Brünjes verteidigt Heckenentfernung

Dass ein kleine Stück der geschützten Wallhecke in Langenwisch für eine Bodenuntersuchung entfernt wurde, verteidigte Fritz Brünjes, Leiter des Fachbereichs Planen, Bauen, Umweltschutz, Landwirtschaft und Verkehr der Stadt. Dies sei für eine Bodenuntersuchung unumgänglich gewesen: „Anders geht es nicht.“ Zumal vor Ort auch noch Müll-Altlasten vorhanden sind und die Belastung untersucht wurde. Der Nabu hat eine Klage gegen die Wallhecken-Rodung eingereicht. Eine Entscheidung wird in den nächsten zwei Wochen erwartet.
 

Knappe Mehrheit für Baugebiete

Einen Gesamtplan zur städtischen Bebauung forderte Eva Sassen vom Bürgerforum. Ebenso wünschte sie sich ein neues Verfahren, um die Kommunikation mit den Bürgern zu verbessern. Andreas Neugebauer von der Fraktion SPD/Piraten verwies auf schon ausgewiesene Innenstadt-Baugebiete wie beim ehemaligen Delmod-Gelände, die schon als neue Bauflächen entstünden. Marianne Huismann (Grüne) und Edith Belz (Linke) zählten ebenfalls zu den Baugebiet-Gegnern. Peter Stemmler von den Unabhängigen Delmenhorstern erwiderte, dass junge Familien nicht in Baulücken in der Stadt bauen wollten. Sondern im Grünen.
 
Am Ende standen die Abstimmungen zu den Baugebieten an.
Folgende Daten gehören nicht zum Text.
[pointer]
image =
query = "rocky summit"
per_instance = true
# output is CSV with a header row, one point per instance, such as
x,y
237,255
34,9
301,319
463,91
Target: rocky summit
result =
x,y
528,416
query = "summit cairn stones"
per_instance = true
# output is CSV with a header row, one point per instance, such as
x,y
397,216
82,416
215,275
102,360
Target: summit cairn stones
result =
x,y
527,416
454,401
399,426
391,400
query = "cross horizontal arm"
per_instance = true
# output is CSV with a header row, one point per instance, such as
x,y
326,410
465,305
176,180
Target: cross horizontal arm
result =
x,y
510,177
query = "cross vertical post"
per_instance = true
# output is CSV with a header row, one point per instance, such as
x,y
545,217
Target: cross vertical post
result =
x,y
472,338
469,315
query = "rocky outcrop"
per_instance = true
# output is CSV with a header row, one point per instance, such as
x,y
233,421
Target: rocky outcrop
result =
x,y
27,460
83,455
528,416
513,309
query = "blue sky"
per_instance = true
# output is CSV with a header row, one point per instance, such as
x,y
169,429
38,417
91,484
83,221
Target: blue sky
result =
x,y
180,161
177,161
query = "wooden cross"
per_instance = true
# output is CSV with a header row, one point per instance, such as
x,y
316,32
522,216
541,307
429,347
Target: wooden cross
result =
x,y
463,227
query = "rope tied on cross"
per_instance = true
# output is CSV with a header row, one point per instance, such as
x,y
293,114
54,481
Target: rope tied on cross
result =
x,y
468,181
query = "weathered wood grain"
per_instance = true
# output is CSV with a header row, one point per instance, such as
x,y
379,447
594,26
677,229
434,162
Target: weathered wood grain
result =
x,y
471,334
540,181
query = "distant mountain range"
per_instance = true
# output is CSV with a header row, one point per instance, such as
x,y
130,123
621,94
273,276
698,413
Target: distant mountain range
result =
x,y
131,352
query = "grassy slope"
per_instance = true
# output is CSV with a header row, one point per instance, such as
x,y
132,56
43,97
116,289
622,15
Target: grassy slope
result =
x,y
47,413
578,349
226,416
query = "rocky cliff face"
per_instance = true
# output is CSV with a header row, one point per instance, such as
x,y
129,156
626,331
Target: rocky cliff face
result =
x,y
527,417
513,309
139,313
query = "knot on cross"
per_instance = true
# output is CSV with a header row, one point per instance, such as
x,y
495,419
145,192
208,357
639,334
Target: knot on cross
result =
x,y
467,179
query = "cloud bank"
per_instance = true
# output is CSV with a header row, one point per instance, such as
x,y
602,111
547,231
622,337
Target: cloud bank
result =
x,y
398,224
Jenes Am Heidkamp wurde mit sechs Jastimmen, fünf Gegenstimmen und zwei Enthaltungen angenommen, das andere an der westlichen Langenwischstraße mit sieben zu sechs. Ein Zuschauer kommentierte das Ergebnis als unrechtmäßig. Die endgültige Entscheidung trifft heute der Verwaltungsausschuss nicht öffentlich – es sei denn, die Vorhaben werden dort an den Stadtrat verwiesen.
 
Update von Freitag, 19. Januar: Der Verwaltungsausschuss hat die Ausweisung des Baugebietes Am Heidkamp beschlossen. Jenes an der westlichen Langenwischstraße wird noch im Stadtrat beraten, vermutlich im Februar.
 
Foto oben: Viel Gesprächsbedarf gab es zwischen Verwaltung, Politik – hier Ausschussmitglied Peter Stemmler (2. v.r.) – und den zahlreichen Zuschauern.
 
Foto Mitte: Mit solchen Plakaten machten einige Zuschauer ihrem Unmut über die neuen Baugebiete Luft.